Machine learning is quickly becoming integral to drug discovery pipelines, particularly quantitative structure-activity relationship (QSAR) and absorption, distribution, metabolism, and excretion (ADME) tasks. Graph Convolutional Network (GCN) models have proven especially promising due to their inherent ability to model molecular structures using graph-based representations. However, maximizing the potential of such models in practice is challenging, as companies prioritize data privacy and security over collaboration initiatives to improve model performance and robustness. kMoL is an open-source machine learning library with integrated federated learning capabilities developed to address such challenges. Its key features include state-of-the-art model architectures, Bayesian optimization, explainability, and federated learning mechanisms. It demonstrates extensive customization possibilities, advanced security features, straightforward implementation of user-specific models, and high adaptability to custom datasets without additional programming requirements. kMoL is evaluated through locally trained benchmark settings and distributed federated learning experiments using various datasets to assess the features and flexibility of the library, as well as the ability to facilitate fast and practical experimentation. Additionally, results of these experiments provide further insights into the performance trade-offs associated with federated learning strategies, presenting valuable guidance for deploying machine learning models in a privacy-preserving manner within drug discovery pipelines. kMoL is available on GitHub at https://github.com/elix-tech/kmol.

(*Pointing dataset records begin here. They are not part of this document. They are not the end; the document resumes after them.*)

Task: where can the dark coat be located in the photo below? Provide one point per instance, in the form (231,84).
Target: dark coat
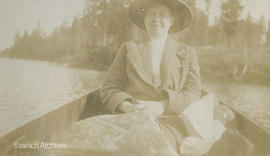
(131,77)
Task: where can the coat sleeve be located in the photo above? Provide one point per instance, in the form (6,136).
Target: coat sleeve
(112,91)
(180,99)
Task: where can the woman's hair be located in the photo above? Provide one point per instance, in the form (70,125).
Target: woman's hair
(160,2)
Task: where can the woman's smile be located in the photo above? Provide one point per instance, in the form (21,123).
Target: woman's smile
(158,21)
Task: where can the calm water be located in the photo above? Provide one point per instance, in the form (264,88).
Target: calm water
(30,88)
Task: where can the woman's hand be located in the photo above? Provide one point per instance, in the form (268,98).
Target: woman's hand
(224,114)
(127,107)
(156,107)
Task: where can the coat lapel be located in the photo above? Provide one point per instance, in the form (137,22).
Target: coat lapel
(173,59)
(140,60)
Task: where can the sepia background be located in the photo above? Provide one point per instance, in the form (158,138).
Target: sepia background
(232,39)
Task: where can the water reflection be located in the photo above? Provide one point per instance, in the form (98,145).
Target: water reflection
(30,88)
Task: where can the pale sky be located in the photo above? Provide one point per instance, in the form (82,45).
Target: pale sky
(18,15)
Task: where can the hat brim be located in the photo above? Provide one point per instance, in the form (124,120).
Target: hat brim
(180,9)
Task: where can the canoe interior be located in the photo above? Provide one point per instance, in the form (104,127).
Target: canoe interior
(249,128)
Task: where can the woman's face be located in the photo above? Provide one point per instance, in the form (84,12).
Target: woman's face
(158,20)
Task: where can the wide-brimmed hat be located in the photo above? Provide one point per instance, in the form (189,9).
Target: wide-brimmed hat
(182,12)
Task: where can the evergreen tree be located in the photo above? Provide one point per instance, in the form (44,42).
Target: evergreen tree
(230,18)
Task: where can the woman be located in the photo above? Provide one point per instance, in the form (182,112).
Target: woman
(160,74)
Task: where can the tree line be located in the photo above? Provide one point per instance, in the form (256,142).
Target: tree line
(95,36)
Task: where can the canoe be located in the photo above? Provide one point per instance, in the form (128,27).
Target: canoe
(90,105)
(251,129)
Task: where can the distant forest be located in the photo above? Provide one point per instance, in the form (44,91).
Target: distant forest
(93,39)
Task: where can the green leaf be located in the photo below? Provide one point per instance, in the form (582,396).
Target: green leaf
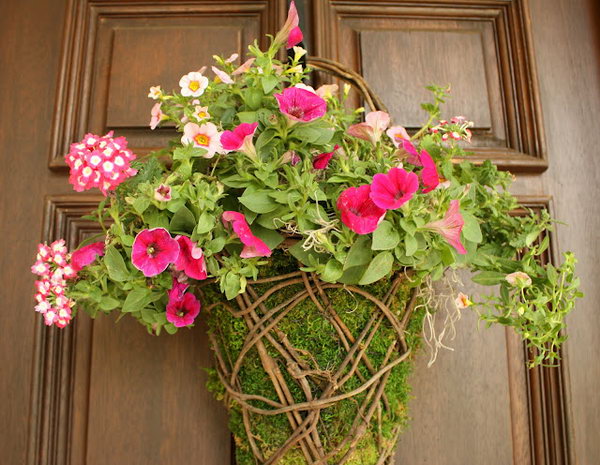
(385,237)
(108,303)
(304,256)
(253,98)
(247,116)
(360,253)
(137,299)
(188,151)
(117,270)
(379,267)
(488,278)
(216,245)
(471,229)
(268,236)
(140,204)
(333,271)
(264,138)
(411,245)
(231,285)
(258,201)
(206,223)
(269,83)
(183,221)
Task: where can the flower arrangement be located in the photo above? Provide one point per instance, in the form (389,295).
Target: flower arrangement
(271,177)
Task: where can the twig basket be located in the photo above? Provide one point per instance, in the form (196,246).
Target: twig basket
(315,372)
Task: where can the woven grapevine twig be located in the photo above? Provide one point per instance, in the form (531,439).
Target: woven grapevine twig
(303,417)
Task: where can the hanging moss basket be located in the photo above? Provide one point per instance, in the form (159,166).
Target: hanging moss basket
(313,372)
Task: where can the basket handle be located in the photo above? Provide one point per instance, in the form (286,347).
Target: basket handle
(352,77)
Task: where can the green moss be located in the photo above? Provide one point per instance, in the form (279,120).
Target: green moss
(311,332)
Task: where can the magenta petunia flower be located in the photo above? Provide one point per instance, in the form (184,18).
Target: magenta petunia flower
(182,308)
(154,250)
(358,211)
(429,175)
(392,190)
(253,246)
(321,161)
(162,193)
(191,259)
(294,38)
(300,104)
(240,139)
(86,255)
(450,226)
(371,130)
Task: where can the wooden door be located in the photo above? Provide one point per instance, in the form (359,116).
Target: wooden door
(97,393)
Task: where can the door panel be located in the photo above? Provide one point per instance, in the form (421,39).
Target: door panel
(104,392)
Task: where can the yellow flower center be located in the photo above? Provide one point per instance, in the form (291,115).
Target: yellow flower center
(201,139)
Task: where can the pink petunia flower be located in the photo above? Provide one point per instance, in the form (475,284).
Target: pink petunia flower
(156,116)
(398,134)
(153,250)
(155,92)
(244,67)
(193,84)
(321,161)
(371,130)
(240,139)
(429,175)
(450,226)
(191,259)
(300,104)
(86,255)
(162,193)
(222,75)
(392,190)
(102,162)
(294,38)
(358,211)
(232,58)
(182,308)
(205,136)
(253,246)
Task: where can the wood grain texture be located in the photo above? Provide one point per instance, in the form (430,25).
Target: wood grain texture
(422,37)
(111,49)
(569,75)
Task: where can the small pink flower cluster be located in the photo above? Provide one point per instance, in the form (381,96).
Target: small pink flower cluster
(457,129)
(54,268)
(99,161)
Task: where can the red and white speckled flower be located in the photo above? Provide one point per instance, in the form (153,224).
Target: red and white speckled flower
(99,161)
(54,267)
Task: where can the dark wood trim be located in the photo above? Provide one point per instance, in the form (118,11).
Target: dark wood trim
(526,150)
(76,79)
(54,393)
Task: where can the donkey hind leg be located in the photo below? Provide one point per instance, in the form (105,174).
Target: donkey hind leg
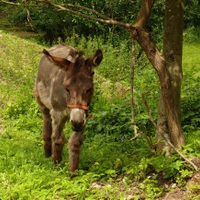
(47,126)
(58,139)
(47,131)
(74,147)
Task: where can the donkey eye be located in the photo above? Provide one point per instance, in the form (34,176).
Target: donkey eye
(67,90)
(89,91)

Scientific contribution The primary scientific contribution of this research project is the introduction and evaluation of kMoL, an open-source machine learning library with integrated federated learning capabilities. By demonstrating advanced customization and security capabilities without additional programming requirements, kMoL represents an accessible yet secure open-source platform for collaborative drug discovery projects. Additionally, the experiment results provide further insights into the performance trade-offs associated with federated learning strategies, presenting valuable guidance for deploying machine learning models in a privacy-preserving manner within drug discovery pipelines.

查看原文
分享 分享
微信好友 朋友圈 QQ好友 复制链接
本刊更多论文
kMoL:用于药物发现的开源机器和联邦学习库
机器学习正迅速成为药物发现管道中不可或缺的一部分,特别是定量构效关系(QSAR)和吸收、分布、代谢和排泄(ADME)任务。图卷积网络(GCN)模型已被证明特别有前途,因为它们具有使用基于图的表示来模拟分子结构的固有能力。然而,在实践中最大化这些模型的潜力是具有挑战性的,因为公司优先考虑数据隐私和安全性,而不是协作计划,以提高模型的性能和健壮性。kMoL是一个开源机器学习库,具有集成的联邦学习功能,旨在解决这些挑战。它的主要特性包括最先进的模型架构、贝叶斯优化、可解释性和联邦学习机制。它展示了广泛的自定义可能性、高级安全特性、用户特定模型的直接实现以及对自定义数据集的高度适应性,而无需额外的编程要求。kMoL通过本地训练的基准设置和使用各种数据集的分布式联邦学习实验来评估库的特征和灵活性,以及促进快速和实用实验的能力。此外,这些实验的结果提供了与联邦学习策略相关的性能权衡的进一步见解,为在药物发现管道中以保护隐私的方式部署机器学习模型提供了有价值的指导。该研究项目的主要科学贡献是引入和评估kMoL,这是一个具有集成联邦学习功能的开源机器学习库。通过展示高级定制和安全功能,而无需额外的编程要求,kMoL代表了一个可访问但安全的开源平台,用于协作药物发现项目。此外,实验结果提供了与联邦学习策略相关的性能权衡的进一步见解,为在药物发现管道中以保护隐私的方式部署机器学习模型提供了有价值的指导。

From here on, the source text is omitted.